Le Registre pour les personnes ayant une maladie cognitive porte fruit

Le Registre pour les personnes ayant une maladie cognitive porte fruit
Ce policier intervient auprès d'une personne atteinte d'une maladie cognitive.

THETFORD. Depuis son implantation par la Sûreté municipale de Thetford, en octobre 2012, le Registre pour les personnes ayant une maladie cognitive a permis aux policiers de retrouver près d’une dizaine de personnes égarées.

Celui-ci consiste à recueillir un grand nombre de renseignements auprès des proches et permet aux autorités de retrouver la personne manquante plus rapidement et plus facilement en cas de signalement puisqu’une photo récente accompagne également la fiche descriptive.

Jusqu’à présent, le registre contient une trentaine d’inscriptions.

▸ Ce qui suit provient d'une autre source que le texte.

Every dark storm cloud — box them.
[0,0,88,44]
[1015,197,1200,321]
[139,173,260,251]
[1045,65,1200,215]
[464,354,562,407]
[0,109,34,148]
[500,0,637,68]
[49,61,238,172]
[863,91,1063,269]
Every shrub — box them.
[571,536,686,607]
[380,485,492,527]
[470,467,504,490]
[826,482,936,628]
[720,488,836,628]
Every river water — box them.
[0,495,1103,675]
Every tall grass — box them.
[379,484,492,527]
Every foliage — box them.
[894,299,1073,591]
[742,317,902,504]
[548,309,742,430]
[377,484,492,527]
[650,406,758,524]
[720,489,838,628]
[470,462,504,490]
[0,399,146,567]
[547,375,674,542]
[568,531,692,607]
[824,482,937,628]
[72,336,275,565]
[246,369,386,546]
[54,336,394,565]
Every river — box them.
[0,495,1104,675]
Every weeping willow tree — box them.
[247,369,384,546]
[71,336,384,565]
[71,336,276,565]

La Sûreté municipale invite d’ailleurs les familles qui se sentent interpellées à remplir le formulaire qui est notamment disponible au Centre de santé et de services sociaux de la région de Thetford, au CLSC, dans les pharmacies et sur le site Internet de la Ville.

« Nous croyons qu’il y a un besoin dans la région et si nous pouvons éviter qu’une seule personne atteinte d’une maladie cognitive se blesse ou soit retrouvée sans vie et bien le registre aura eu son utilité », a partagé Annie Gilbert, responsable des affaires publiques et des relations communautaires à la Sûreté municipale.

Le dernier événement du genre remonte au 19 juin alors qu’un homme de 85 ans manquait à l’appel. Les patrouilleurs avaient toutefois à leur disposition toutes les informations nécessaires et ont pu le localiser sur la rue Mooney dans le quartier Mitchell. Ils ont reconduit l’octogénaire à son lieu de résidence situé sur le boulevard Frontenac Ouest.

Notons que la MRC des Appalaches se classe troisième au titre des régions les plus vieillissantes et compte environ 1000 personnes atteintes d’une maladie cognitive, un nombre qui est appelé à doubler et même à tripler d’ici 20 à 30 ans.

Quelques données intéressantes

– Il y a 50 % de risques que la personne égarée soit retrouvée blessée ou décédée d’ici les 12 premières heures.

– Lors de disparition, on retrouve la personne à moins de 2 km de l’endroit d’origine dans 90 % des cas.

– La personne égarée est retrouvée dans un endroit familier, récent ou passé, dans 50 % des cas.

– En cas de disparition, l’individu peut se cacher et garder le silence lorsqu’on l’appelle.

– Les maladies cognitives touchaient environ 100 000 personnes de 65 ans et plus en 2009 et ce nombre va grimper à 120 000 en 2015 et à 160 000 en 2030.